Однако вернемся к Катаеву. «Новый мир» продолжал регулярно публиковать новые повести Катаева, которые в Москве уже не вызывали такой агрессивной реакции, как «Алмазный мой венец», а скажем так — кисло-сладкую улыбку (хотя, помнится, после «Уже написан Вертер» страсти опять разгорелись). И каждый раз рупор империализма «Свобода» одобрительно отзывалась о советском классике. Но теперь, чтоб избежать упрека в субъективности, я приглашал к микрофону Некрасова, и мы вместе анализировали творчество Катаева. Некрасов был более строг к его политическим эскападам — дескать, уважаемый Валентин Петрович, я тоже, как и вы, состоял в партии, верил в революцию и советскую власть, все же сколько лет прошло, пора бы что-нибудь понять! И каждую нашу «Беседу у микрофона» мы, не сговариваясь, заканчивали так: «Катаев в первую очередь Мастер. Давайте сначала научимся писать, как он, а уж потом будем критиковать».

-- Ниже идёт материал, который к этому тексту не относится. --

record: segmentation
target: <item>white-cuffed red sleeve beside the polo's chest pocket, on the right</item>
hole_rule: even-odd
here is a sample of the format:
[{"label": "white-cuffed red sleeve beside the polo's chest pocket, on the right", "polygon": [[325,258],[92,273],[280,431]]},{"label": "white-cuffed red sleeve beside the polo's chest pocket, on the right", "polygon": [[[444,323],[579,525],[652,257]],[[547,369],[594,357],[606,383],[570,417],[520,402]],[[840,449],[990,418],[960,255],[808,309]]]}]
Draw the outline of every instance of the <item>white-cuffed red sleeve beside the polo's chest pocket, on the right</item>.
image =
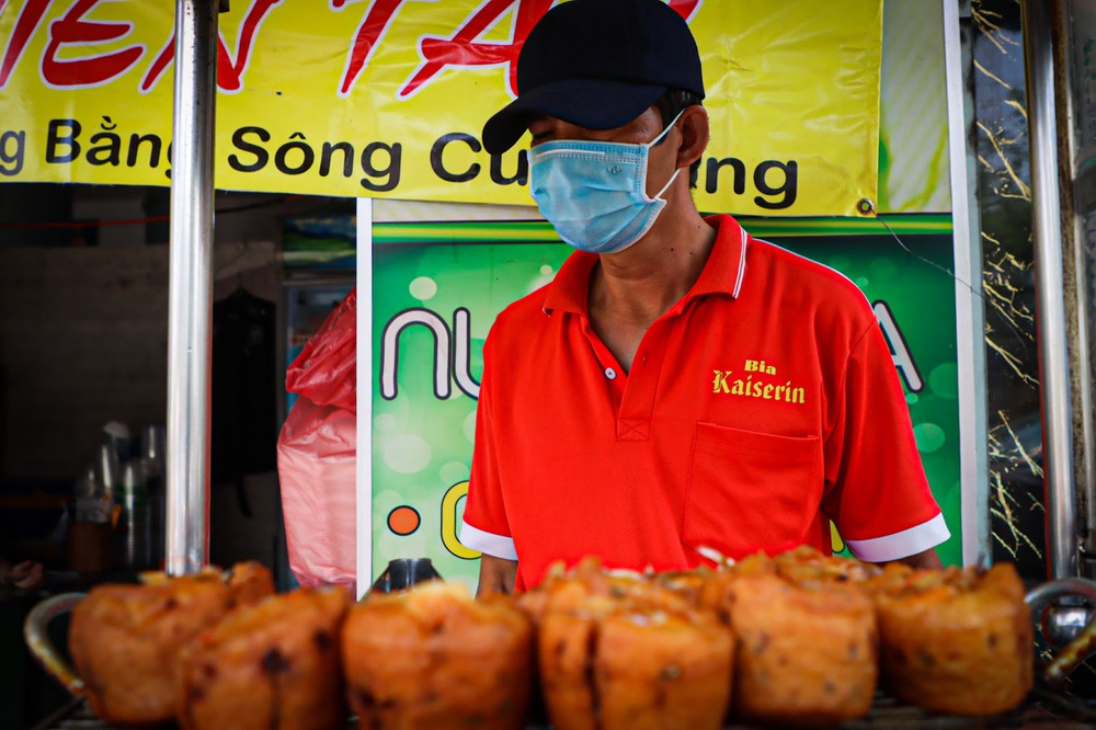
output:
[{"label": "white-cuffed red sleeve beside the polo's chest pocket, on the right", "polygon": [[853,555],[897,560],[948,539],[890,347],[875,321],[853,346],[832,397],[822,507]]}]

Иногда я думал: имеем ли мы вообще право трогать Катаева? Он — чудом уцелевший осколок иной эпохи, со своей системой ценностей, и ему отказаться от этого — означало отказаться от собственной жизни. Ведь большинство его друзей, его современников — гордость нашей литературы, — как и Катаев, приняли революцию, участвовали, как говорится, в процессе, ну а потом, ну а потом… Как написал бы сам Катаев, после отступа, с новой строчки, цитируя автора двухтысячелетней давности:

«Не судите, да не судимы будете!»

В конце 89-го года, в разгар перестройки, я на неделю приехал в Москву. Поездка была неофициальной, я старался нигде не появляться, но Паша Катаев, сын Валентина Петровича, убедил меня, что я должен, просто обязан навестить Эстер. Переделкинская дача с развалившимся забором, куда я когда-то, как в роскошную барскую усадьбу, привозил молодежные компании во главе то с Булатом Окуджавой, то с Мариной Влади, а Катаев разжигал на лужайке костер и веселился вместе с нами, — так вот, теперь эта дача показалась мне убогой и невзрачной. И не было хозяина… А в остальном — Эстер по-прежнему нянчила маленькую девочку (правнучку) и радушно пригласила за стол. О чем можно поговорить за полчаса, когда не виделись столько лет? Катаев бы написал:

«О пустяках, о пустяках…»

В порядке информации, что ли, я сообщил, что откликался на каждую катаевскую книгу, садился к микрофону…

— Знаете, Толя, — ответила Эстер, — когда объявлялась ваша передача, посвященная ему, Валя вечером отключал телефон, закрывал на ключ дверь, зашторивал окна, и мы слушали радио.